March 1, 2017

vinylSpotting, a Discogs fairytale

At a glance, it’s hard to learn much about a vinyl record collection beyond it’s size (or perhaps age, depending on the smell?). If you get up close, you might recognise names on the spines of some LPs, but some collectors are gonna have bits that even they don’t recognise on sight. Now, while the unadulterated excitement of finding a white label on the shelve that even you can’t remember might fuel the romance at the heart of record digging, just the thought of such forgotten artifacts would make archivists and librarians nervous.

Enter Discogs - the definitive recorded music database and marketplace, with over 8 million record entries and counting. Aside from tumbling through all sorts of audio rabbit-holes, Discogs users can forensically catalog their own collection. Once you’ve reached a few hundred records, having a well-kept digital archive of your music to refer to is sometimes the only way of answering “did I already buy that record?”, without having to leaf through the physical lot.

A user can browse through the individual entries for each of their records, see an overview of their whole collection:

It’s essentially a tabulated view of your records with rudimentary info, and some record sleeve thumbnails to boot. The ‘collection value’ is a new addition that, as far as I can tell, is the only summary statistic on show (besides the count), which got me thinking:

If I’ve amassed hundreds (or thousand) of records, and carefully keyed each into a digital database, it would be cool to learn a bit more about my collection beyond it’s monetary worth.

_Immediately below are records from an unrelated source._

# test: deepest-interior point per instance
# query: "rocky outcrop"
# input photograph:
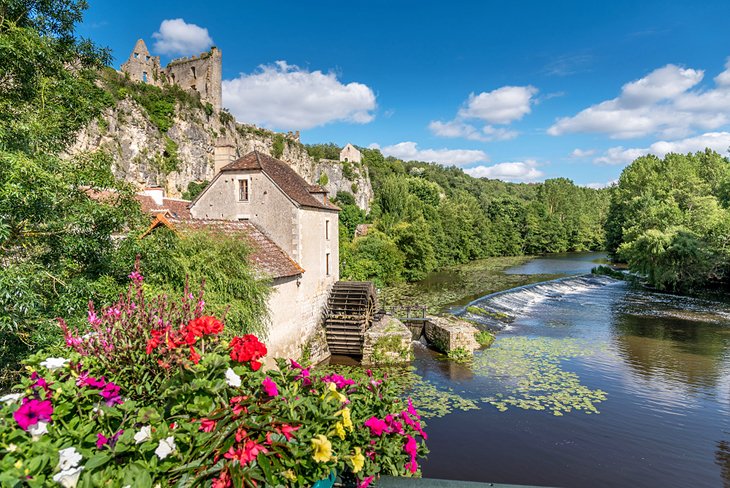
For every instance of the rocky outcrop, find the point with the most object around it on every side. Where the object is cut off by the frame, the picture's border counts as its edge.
(449, 335)
(144, 155)
(388, 341)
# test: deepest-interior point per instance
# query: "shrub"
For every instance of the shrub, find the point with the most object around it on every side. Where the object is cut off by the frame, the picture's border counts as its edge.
(197, 409)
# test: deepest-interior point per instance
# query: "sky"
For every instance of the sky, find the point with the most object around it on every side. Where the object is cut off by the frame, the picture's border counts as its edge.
(519, 91)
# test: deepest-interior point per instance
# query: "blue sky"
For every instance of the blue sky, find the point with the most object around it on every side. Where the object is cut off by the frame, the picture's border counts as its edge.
(520, 91)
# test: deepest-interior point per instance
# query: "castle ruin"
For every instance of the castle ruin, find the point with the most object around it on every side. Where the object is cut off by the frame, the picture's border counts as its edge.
(201, 74)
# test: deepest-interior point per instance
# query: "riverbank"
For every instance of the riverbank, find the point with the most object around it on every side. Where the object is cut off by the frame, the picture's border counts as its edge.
(460, 284)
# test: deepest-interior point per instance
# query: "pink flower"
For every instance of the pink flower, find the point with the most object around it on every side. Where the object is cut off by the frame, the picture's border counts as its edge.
(93, 318)
(365, 482)
(102, 440)
(411, 447)
(33, 411)
(377, 426)
(339, 380)
(270, 387)
(136, 276)
(412, 411)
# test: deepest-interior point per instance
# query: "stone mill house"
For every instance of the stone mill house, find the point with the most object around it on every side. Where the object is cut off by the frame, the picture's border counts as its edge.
(293, 229)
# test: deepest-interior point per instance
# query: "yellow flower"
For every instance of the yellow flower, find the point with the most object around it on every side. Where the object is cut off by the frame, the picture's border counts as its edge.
(340, 430)
(346, 419)
(322, 449)
(289, 474)
(358, 460)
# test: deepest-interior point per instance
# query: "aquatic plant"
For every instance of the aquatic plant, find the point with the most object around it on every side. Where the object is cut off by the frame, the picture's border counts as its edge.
(532, 372)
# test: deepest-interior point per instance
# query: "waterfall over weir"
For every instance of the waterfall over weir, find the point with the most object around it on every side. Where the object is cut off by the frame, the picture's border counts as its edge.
(497, 310)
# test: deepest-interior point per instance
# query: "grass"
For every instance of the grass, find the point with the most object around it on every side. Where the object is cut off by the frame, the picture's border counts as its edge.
(459, 285)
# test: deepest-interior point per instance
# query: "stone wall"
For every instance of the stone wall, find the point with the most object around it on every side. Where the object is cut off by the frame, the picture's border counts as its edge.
(388, 341)
(448, 334)
(137, 148)
(201, 74)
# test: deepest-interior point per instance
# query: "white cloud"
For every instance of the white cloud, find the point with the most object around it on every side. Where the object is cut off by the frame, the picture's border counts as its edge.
(517, 171)
(284, 96)
(582, 153)
(456, 128)
(409, 151)
(500, 106)
(666, 103)
(717, 141)
(177, 37)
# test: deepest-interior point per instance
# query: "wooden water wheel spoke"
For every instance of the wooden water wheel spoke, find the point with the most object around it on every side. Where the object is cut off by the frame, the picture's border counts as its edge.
(350, 310)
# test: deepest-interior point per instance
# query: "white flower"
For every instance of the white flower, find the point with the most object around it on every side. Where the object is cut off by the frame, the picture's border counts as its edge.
(68, 458)
(144, 434)
(54, 363)
(166, 447)
(69, 477)
(38, 429)
(11, 397)
(232, 378)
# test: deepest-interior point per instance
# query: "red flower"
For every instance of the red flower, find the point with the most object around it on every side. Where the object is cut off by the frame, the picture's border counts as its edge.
(206, 325)
(248, 349)
(207, 425)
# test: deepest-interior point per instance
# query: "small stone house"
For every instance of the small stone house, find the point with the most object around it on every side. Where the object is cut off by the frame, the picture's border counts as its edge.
(260, 191)
(350, 154)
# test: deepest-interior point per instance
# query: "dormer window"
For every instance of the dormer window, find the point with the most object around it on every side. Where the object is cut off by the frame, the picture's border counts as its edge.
(243, 190)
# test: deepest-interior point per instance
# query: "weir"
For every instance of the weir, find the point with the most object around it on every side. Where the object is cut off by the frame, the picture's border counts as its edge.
(498, 310)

My next thought was, “Shiny could probably help with that”.

Unpacking “it would be cool to learn a bit more”

How could you explore someones record collection metadata, visually, in a useful and coherent way?

A few concepts were prominent in my head-space:

  • Part of what makes a record collection unique and special is how it evolves over time: it’s not static and intakes distinct phases. I had to find a way to make this temporal element a central thread.
  • Aside from insight about what’s in their collection, something else that could be interpreted from the metadata records was a snapshot of user’s buying patterns.
  • The somewhat on-rails experience of a Shiny app seemed like a suitable environment to aid record collectors’ discovery, essentially a natural, digital extension of the digging process.
  • The app should mirror the treasured and personal state of the subject matter. In keeping, the language adopted should be idiosyncratic and approachable.

Introducing vinylSpotting

vinylSpotting is now available for diggers everywhere (psst…if you ain’t, try it out with my username ewen_henderson) over here, with a tiny showcase below.

Head over to the app itself to play, then check the github repo if you want to see the Shiny code. Behind the scenes, vinylSpotting retrieves public Discogs collections via the Discogs API v2.0 (sidenote - the data heavy lifting is made simple courtesy of the discogger package, in case you want to use the Discogs API in your own project).

To do’s / limitations

The most glaring omission here is any kind of spend analytics - unfortunately, Discogs don’t offer up their marketplace sales data in the public API offering (though there has been previous for publications to get exclusive access (hint, hint)) so for now, it’s off limits. Something that I chose to exclude was record’s rating data (i.e. what the average rating for a record was), which felt like it could be noise in an app that would explore a single user’s collection and, thus, would mostly contain records that person already rated highly (i.e. they bought it).

Also, the current measure of buying patterns, assuming that a record was bought at the time it was added to the site, is only as accurate as the users timeliness in pushing their new records to the site when they buy them. It may be that for some users who sit on a backlog of records and upload them to the site all at once, such proxies become skewed.

With time, an interesting exercise could be to fit a time series model to user’s collections to provide a forecast of the size of their collection in the future. The recently open-sourced Prophet could be a suitably flexible procedure to implement in a Shiny app environment.